2. Ben Zobrist, Tampa Bay Rays

      Ben Zobrist has been a super utility man throughout the majority of his career.  However, with the Rays plans to keep him as a primary shortstop in 2013, Zobrist fits into to the second spot on our shortstops list.  Zobrist has been nothing but consistent throughout the past 4 seasons at the “Trop.”  He’s played in at least 151 games in each of those years.  Although he does not hit for a particularly high batting average (.260 career), Zobrist is able to be a very productive offensive player.  He has a career .354 OBP and had a .377 OBP in 2012.  This is a result of his great patience at the plate as he has walked at least 91 times in 3 of his past 4 seasons.  He also hits for decent power, coming off a year in which he slugged .471.  He has also mashed at least 20 home runs in 3 of his last 4 seasons.  Stealing bases is not a huge part of his game although he has been able to swipe at least 14 in each of his last 4 seasons.  Defensively, Zobrist has been fantastic no matter where he plays as he has saved 60 runs over his 7 year career.  Ben has very impressively been able to compile a WAR of at least 5.5 in 3 of his last 4 seasons and has even reached 8 in 2 of them.  Any man who can be an 8 win player should be considered for MVP because of the overall value he brings.  Zobrist just simply makes the Tampa Bay Rays a MUCH better ball club than what they would be without him.  Look for Zobrist to be a 5-6 win player again in 2013. 

1. Troy Tulowitzki, Colorado Rockies

      Despite playing in just 47 games in 2012, “Tulo” has proven he is absolutely the best overall shortstop in all of baseball.  With Tulowitzki having played full seasons in 4 of his last 5 seasons before 2012, we will mainly focus on his production before last year.

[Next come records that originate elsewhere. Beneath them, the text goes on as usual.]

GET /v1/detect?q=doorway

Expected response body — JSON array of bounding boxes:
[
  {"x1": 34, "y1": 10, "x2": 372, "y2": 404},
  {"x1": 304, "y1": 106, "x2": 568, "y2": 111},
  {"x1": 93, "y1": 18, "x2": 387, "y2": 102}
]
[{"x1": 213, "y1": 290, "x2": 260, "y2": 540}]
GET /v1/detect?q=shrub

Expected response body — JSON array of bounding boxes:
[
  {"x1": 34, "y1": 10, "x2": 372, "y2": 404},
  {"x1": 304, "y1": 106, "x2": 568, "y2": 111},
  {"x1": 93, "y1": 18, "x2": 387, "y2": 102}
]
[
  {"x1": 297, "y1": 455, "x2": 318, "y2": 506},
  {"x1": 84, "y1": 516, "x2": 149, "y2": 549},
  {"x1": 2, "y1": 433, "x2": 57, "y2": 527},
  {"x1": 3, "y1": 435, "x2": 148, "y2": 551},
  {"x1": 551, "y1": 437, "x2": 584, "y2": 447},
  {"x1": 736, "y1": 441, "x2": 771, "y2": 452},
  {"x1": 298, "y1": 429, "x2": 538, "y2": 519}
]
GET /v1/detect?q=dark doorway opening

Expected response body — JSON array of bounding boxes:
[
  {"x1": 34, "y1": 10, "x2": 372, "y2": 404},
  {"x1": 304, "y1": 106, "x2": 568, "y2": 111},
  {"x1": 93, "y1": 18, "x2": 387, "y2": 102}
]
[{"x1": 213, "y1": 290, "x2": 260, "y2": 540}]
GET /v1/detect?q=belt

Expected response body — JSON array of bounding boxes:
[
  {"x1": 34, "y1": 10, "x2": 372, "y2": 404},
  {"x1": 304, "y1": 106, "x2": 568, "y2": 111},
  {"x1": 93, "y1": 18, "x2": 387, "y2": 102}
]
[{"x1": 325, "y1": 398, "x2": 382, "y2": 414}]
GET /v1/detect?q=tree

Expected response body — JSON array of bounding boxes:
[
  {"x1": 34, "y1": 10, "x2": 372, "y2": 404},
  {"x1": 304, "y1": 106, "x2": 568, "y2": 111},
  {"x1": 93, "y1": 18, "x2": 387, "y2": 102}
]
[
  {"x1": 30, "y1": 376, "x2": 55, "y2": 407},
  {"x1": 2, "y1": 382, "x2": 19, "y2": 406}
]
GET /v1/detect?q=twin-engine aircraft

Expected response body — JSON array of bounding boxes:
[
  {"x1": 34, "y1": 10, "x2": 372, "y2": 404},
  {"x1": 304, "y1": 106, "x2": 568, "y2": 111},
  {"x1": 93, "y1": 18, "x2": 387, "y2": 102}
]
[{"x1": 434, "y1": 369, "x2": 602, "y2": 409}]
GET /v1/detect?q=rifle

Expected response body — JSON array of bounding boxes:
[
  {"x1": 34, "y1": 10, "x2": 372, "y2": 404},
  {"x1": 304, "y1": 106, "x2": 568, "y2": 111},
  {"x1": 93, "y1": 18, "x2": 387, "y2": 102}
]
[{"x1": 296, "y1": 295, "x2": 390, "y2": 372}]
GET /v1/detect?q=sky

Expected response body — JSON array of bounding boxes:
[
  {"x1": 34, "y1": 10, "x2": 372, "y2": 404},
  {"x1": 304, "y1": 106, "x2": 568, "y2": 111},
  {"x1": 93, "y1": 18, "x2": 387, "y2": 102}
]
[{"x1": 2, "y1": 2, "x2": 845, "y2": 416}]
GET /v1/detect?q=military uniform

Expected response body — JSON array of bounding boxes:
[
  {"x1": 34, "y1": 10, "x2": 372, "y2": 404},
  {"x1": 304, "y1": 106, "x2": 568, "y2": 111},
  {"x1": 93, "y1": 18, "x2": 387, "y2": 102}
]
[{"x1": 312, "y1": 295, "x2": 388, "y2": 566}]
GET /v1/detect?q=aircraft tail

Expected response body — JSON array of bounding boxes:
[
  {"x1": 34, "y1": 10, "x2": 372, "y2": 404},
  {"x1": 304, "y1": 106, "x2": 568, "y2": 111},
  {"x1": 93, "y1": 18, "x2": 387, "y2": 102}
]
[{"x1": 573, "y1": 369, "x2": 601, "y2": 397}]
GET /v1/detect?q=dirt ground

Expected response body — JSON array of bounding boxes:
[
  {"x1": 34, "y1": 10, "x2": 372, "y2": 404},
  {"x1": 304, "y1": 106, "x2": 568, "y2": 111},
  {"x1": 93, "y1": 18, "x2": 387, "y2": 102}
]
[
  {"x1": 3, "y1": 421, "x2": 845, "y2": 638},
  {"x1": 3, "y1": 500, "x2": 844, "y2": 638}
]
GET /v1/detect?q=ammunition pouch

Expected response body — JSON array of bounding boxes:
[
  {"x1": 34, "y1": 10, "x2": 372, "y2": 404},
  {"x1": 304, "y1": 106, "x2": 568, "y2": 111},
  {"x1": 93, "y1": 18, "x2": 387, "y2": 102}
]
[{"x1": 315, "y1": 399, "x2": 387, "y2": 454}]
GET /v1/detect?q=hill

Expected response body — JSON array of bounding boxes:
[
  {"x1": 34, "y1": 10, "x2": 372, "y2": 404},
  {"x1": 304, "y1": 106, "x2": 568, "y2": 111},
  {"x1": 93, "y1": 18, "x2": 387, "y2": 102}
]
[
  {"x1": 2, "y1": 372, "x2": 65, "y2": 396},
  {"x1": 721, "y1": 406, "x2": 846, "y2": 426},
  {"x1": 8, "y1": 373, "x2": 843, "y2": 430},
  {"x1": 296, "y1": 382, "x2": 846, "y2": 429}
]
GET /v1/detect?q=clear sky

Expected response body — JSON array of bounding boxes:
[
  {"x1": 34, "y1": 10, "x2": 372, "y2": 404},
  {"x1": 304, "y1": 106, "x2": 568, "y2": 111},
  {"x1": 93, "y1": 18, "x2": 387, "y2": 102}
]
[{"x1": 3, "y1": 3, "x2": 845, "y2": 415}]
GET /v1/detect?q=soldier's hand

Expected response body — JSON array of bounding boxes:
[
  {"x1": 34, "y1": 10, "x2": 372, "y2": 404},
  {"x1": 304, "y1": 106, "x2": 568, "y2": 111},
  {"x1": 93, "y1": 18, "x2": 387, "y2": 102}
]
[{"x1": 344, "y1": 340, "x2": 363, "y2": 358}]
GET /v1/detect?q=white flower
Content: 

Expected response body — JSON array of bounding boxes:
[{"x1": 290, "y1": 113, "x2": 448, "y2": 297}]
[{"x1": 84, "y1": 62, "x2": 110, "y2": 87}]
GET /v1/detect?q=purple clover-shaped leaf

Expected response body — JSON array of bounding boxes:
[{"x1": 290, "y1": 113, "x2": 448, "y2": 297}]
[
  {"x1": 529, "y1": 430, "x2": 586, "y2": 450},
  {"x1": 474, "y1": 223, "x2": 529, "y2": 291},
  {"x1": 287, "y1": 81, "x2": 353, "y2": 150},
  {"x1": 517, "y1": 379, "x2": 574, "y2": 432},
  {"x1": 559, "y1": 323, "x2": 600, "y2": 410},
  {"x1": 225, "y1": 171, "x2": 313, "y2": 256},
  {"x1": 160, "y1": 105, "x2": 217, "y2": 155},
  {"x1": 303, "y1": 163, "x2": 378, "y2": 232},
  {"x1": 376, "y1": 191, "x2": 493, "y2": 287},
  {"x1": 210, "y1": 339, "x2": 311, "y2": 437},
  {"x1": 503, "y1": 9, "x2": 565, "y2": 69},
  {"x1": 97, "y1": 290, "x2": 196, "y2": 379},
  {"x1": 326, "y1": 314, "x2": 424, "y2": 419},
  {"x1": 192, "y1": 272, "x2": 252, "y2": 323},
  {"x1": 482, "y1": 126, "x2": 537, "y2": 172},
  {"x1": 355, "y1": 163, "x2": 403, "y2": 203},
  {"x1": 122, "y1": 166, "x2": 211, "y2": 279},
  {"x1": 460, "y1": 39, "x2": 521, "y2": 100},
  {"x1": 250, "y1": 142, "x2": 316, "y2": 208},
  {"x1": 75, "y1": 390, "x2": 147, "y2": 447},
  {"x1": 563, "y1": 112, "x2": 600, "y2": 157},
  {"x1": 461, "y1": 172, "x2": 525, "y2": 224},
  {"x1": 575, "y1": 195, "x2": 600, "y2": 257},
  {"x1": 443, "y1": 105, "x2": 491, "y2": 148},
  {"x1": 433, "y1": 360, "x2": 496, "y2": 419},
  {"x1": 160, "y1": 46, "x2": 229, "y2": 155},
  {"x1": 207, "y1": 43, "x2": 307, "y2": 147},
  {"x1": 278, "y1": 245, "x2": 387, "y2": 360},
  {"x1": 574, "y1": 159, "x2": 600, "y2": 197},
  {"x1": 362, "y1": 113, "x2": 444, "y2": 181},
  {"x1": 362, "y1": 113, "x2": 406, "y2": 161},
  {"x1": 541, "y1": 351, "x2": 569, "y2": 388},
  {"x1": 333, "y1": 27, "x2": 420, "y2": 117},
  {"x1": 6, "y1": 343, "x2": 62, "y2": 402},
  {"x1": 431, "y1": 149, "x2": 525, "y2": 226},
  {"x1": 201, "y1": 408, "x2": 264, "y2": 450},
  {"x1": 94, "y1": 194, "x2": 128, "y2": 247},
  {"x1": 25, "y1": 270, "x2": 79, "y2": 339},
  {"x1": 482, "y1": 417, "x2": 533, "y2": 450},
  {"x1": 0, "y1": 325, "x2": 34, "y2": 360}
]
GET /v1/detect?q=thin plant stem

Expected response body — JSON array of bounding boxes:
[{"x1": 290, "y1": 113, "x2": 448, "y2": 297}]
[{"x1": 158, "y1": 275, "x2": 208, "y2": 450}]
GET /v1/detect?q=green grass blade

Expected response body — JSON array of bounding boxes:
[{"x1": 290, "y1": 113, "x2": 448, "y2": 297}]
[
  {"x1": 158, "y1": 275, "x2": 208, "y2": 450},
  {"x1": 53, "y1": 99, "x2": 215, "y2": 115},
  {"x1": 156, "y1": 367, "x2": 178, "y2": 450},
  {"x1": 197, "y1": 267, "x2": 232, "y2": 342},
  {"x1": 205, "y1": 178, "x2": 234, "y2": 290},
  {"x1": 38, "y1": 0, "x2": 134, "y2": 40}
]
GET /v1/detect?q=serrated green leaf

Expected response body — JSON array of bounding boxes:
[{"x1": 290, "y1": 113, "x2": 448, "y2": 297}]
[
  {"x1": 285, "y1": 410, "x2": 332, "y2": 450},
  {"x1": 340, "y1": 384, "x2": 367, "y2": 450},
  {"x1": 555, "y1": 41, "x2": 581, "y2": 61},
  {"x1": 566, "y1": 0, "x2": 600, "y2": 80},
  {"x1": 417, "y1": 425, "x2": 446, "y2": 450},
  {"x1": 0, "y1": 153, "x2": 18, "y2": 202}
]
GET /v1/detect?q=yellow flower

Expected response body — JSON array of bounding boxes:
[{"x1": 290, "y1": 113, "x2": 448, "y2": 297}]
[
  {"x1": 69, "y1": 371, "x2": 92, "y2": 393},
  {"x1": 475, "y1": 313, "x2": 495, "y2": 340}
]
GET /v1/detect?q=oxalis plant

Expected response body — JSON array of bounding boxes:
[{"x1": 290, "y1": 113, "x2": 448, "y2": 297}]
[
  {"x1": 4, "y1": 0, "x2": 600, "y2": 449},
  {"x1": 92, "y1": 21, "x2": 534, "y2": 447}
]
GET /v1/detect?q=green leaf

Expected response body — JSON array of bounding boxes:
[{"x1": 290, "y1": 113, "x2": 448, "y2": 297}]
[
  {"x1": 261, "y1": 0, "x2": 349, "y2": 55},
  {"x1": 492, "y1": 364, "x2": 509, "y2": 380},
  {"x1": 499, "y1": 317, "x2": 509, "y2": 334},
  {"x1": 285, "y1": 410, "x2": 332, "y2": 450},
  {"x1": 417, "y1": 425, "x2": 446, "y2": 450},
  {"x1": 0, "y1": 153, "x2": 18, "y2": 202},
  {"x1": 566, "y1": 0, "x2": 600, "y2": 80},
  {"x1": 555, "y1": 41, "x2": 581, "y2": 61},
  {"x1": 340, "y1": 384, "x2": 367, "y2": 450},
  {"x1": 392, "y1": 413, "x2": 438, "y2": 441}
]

Expecting full health for 2013, it is very reasonable to expect the type of numbers he put up before his injury because he has been so consistent.  The 28-year old had an OPS+ of at least 130 each year from 2009-2011.  In those seasons, he never hit below .297, never had an OBP of under .372, and never slugged less than .544.  He also hit at least 30 home runs in 2 of those 3 years.  Speed wise, Tulo was able to swipe 20 bags in 2009, but that number dropped to just 9 in 2011.  After his Rookie of the Year campaign in 2007 at the age of 22, Tulowitzki has not disappointed.  Along with his tremendous offensive production, Troy is one of the best defenders in the game.  He saved a whopping 31 runs during his rookie year, and taking away his injury plagued 2012, has never saved a negative number of runs and is at 68 for his career.  Tulo is without a doubt a superstar at shortstop. He has been a 6 win player 4 times in his career, and I would expect that number to be the same in 2013.